If I see somebody who can take care of himself and live and work and be happy, then I can do the same. This is such a necessary play.
I hope to God it runs
.

Well, my sweet ones, good night for now.

Love, Bud

•  •  •

The play opened on February 17, 1946, at the Belasco Theatre. I got good reviews and so did Ann and Karl Maiden, who became my lifelong friends, but the critics didn’t like it and it closed after less than two weeks. Still, short-lived though it was,
Truckline Cafe
changed my life. Nothing, I learned, attracts women more than fame, money and success.

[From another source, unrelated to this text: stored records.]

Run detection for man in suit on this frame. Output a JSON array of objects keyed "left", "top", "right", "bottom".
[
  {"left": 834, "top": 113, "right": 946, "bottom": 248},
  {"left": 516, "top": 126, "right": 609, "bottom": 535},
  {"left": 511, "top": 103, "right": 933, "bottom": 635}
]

I was out of work only a few weeks. After
Truckline Cafe
, other job offers came in, including one from Guthrie McClintic, a producer, director and the husband of Katharine Cornell, who, with Helen Hayes and Lynn Fontanne, was one of the reigning queens of Broadway. Guthrie had seen
Truckline Cafe
and offered me the part opposite his wife, of Eugene Marchbanks, a young poet who falls in love with an older woman in George Bernard Shaw’s
Candida
. Guthrie was an entertaining, emphatic man with a bizarre sense of humor and a hernia that kept popping out when he laughed; when it did, he punched himself in the groin and pushed it back, which made him laugh even harder. Katharine Cornell was proper, quite empty-headed and very beautiful. She had the kind of stage presence that made her a star without having to be good, and there was a nebulous quality to her acting that I found difficult to relate to onstage; performing with her was like trying to bite down on a tomato seed. She acted and spoke lines in ways that were sometimes inconsistent with the character she was playing, but I tried to keep up with her. It was like two people dancing to a different beat, one of them constantly struggling to get in step with the other. Still, I enjoyed the play, which opened on my twenty-second birthday. Sir Cedric Hardwicke was in the cast, along with Wesley Addy and Mildred Natwick, whom I adored. Hardwicke was a Johnny One Note actor who had a single expression throughout the play and his career. He never blinked or flinched. Once he stood offstage watching me act, muttering and shaking his head in disapproval, and one of my friends
heard him say, “Must be sex appeal.” He was probably right because I was hopelessly miscast in the role.

   After
Truckline Cafe
and
Candida
, more offers came in, including some from television and Hollywood. I was in one television show called
Come Out Fighting
in which I played a boxer, but which required the talents of a sprinter. Because the show was live, I had to make a twenty-five-yard dash every few minutes from one set to another without missing a beat. In the script, after supposedly losing a boxing match, I had to take a shower and create the impression that I was depressed. I stood in my shorts waiting for the water to hit me, but the prop man missed his cue and forgot to turn it on. The camera kept rolling, but no water came out of the spigot. I didn’t know what to do, so I thought, “Well, I’ll look up forlornly and regretfully at the showerhead and think about how awful it was to lose the fight.” Meanwhile I tried to will water to flow out of the shower. Then suddenly a deluge of water hit my face and my body that was so cold that the prop man must have gotten it out of the freezing compartment of a refrigerator. The shock took my breath away and I wasn’t sure I could live through it. But the camera was on me and I had to keep going. I yelled, “Jesus Christ,” completely dropping out of character. Afterward, someone complimented me for a fine job of acting in the shower scene. This was my last experience with live television.